DPFMDA: Distributed and privatized framework for miRNA-Disease association prediction

Abstract In this paper, we developed a novel distributed and privatized framework for miRNA-disease association prediction (DPFMDA) to predict potential miRNA-disease associations. DPFMDA assumes that diseases and miRNAs can be represented as feature matrices. Through independent factorization, collaborative analysis and matrix re-factorization, feature matrices are estimated and potential associations in miRNA-disease association matrix are predicted. The proposed computational model is tested and verified by leave-one-out cross validation (LOOCV). The AUCs of global and local LOOCV are 0.8859 and 0.8267 respectively, which outperform the state-of-the-art computational models. DPFMDA is further evaluated with case studies of four important human complex diseases. We test Esophageal Neoplasms and Prostate Neoplasms using DPFMDA in the HMDD v2.0 database. For Breast Neoplasms, we use the HMDD v2.0 database which removes all the known miRNAs-disease associations on Breast Neoplasms.
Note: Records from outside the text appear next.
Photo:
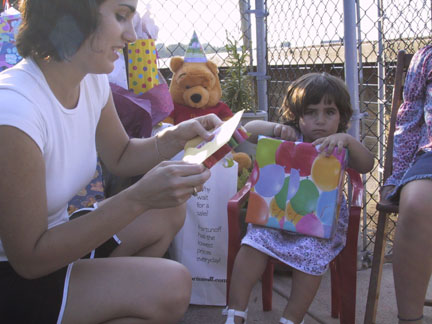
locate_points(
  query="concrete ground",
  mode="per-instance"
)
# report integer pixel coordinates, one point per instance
(319, 311)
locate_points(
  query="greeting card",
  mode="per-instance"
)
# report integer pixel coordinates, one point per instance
(226, 137)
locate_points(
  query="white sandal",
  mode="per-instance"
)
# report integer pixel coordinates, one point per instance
(231, 313)
(283, 320)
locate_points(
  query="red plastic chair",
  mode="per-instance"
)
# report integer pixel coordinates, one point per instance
(343, 268)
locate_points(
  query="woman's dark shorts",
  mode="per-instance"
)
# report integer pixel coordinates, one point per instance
(41, 300)
(420, 169)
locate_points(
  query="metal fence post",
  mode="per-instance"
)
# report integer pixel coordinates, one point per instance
(261, 48)
(351, 72)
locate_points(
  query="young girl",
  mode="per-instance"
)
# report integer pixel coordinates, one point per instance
(317, 110)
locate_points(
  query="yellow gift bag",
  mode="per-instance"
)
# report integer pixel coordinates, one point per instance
(142, 66)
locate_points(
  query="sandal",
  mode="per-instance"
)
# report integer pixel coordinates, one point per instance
(231, 313)
(283, 320)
For Hepatocellular Carcinoma, HMDD v1.0 database is used as the input of DPFMDA and predicted results are verified with HMDD v2.0, dbDEMC and miR2Disease databases. The results show that 90% (Esophageal Neoplasms), 88% (Prostate Neoplasms), 98% (Breast Neoplasms) and 86% (Hepatocellular Carcinoma) of top 50 predicted miRNA-disease associations are confirmed by recent experimental studies respectively. It is anticipated that DPFMDA would be an effective and extensible method for potential miRNA-disease association prediction.